La CULTURA es un sistema de conocimientos y costumbres que caracteriza a un grupo poblacional. Está compuesta por el lenguaje, los hábitos los valores, entre otros aspectos que nos reúnen a través de la experiencia de una comunidad que ocupa el territorio.

Según la Organización de las Naciones Unidas para la Educación, la Ciencia y la Cultura, UNESCO, la CULTURA es el conjunto de rasgos distintivos espirituales y materiales, intelectuales y afectivos que caracterizan a una sociedad o a un grupo social, y que abarca además de las artes y las letras, los modos de vida, las maneras de vivir juntos, los sistemas de valores, las tradiciones y las creencias.

La cultura es aprendida, compartida y dinámica, se adapta al contexto para garantizar la supervivencia del grupo social.
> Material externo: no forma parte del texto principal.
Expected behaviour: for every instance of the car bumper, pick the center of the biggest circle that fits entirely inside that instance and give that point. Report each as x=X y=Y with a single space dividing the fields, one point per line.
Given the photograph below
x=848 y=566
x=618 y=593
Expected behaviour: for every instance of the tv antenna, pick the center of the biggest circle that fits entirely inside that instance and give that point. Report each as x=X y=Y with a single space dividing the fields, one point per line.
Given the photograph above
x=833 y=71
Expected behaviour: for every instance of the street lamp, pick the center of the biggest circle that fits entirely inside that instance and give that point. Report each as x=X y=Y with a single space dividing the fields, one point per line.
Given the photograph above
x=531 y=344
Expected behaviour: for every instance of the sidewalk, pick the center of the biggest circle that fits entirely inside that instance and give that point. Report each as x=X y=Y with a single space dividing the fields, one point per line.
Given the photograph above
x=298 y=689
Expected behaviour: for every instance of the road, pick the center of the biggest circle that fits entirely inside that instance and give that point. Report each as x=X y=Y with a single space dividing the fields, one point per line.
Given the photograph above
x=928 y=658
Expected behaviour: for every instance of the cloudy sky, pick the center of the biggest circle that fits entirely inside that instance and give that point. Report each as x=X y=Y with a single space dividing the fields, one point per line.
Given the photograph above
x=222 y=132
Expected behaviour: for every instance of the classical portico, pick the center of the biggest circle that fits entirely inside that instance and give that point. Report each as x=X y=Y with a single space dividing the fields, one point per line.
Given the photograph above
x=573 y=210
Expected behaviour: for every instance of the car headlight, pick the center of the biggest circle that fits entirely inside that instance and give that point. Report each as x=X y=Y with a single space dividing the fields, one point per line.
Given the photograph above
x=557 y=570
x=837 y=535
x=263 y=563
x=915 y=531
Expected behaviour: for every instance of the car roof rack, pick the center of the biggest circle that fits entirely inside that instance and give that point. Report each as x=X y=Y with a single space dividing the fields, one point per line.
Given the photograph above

La CULTURA no es algo instintivo del ser humano, ésta se va incorporando al ser durante la vida, y posibilita las relaciones en comunidad.

Los elementos que conforman la cultura son todos esos símbolos en los que nos identificamos, como por ejemplo la idiosincrasia, las religiones, las leyes que regulan un determinado sistema, así como sus normas y sanciones, la música, la vestimenta, la comida y las celebraciones folclóricas, sólo por nombrar algunas.

En Colombia existen diversas culturas, este territorio posee una gran riqueza de experiencias, y sistemas de creencias, que han logrado traspasar las fronteras. Por ejemplo, en el país existen 115 pueblos indígenas, cada uno con su lengua originaria, espiritualidad, y una visión de lo que significa el buen vivir.

Además, contamos con 181 Consejos Comunitarios titulados, en los que se reconoce y otorga el derecho al territorio de los pueblos negros, afrodescendientes, raizales y palenqueros, cada uno de los mencionados con sus propias características y tradiciones distintivas.

Cultura viene de culto, o viene de cultivo y es el cultivar constantemente expresiones inmateriales, está la experiencia, la memoria, la historia… por ejemplo escuchar un relato musical, ver una pintura, y la cultura está en todas partes, pero hay que agudizar ojo y oído para entrar en ella” Emmy Téllez – E&F Gestión Cultural y Artística , TribunaLABS 2023

El territorio nacional cuenta con 32 departamentos que han determinado su propia comida tradicional, música, y festividades. Si hablamos del ajiaco, la bandeja paisa, la carne a la llanera, el pesado muquiado, e incluso la changua… podemos ubicarnos geográficamente en puntos determinados, dicha información también nos permite evocar otras características de las personas que allí viven.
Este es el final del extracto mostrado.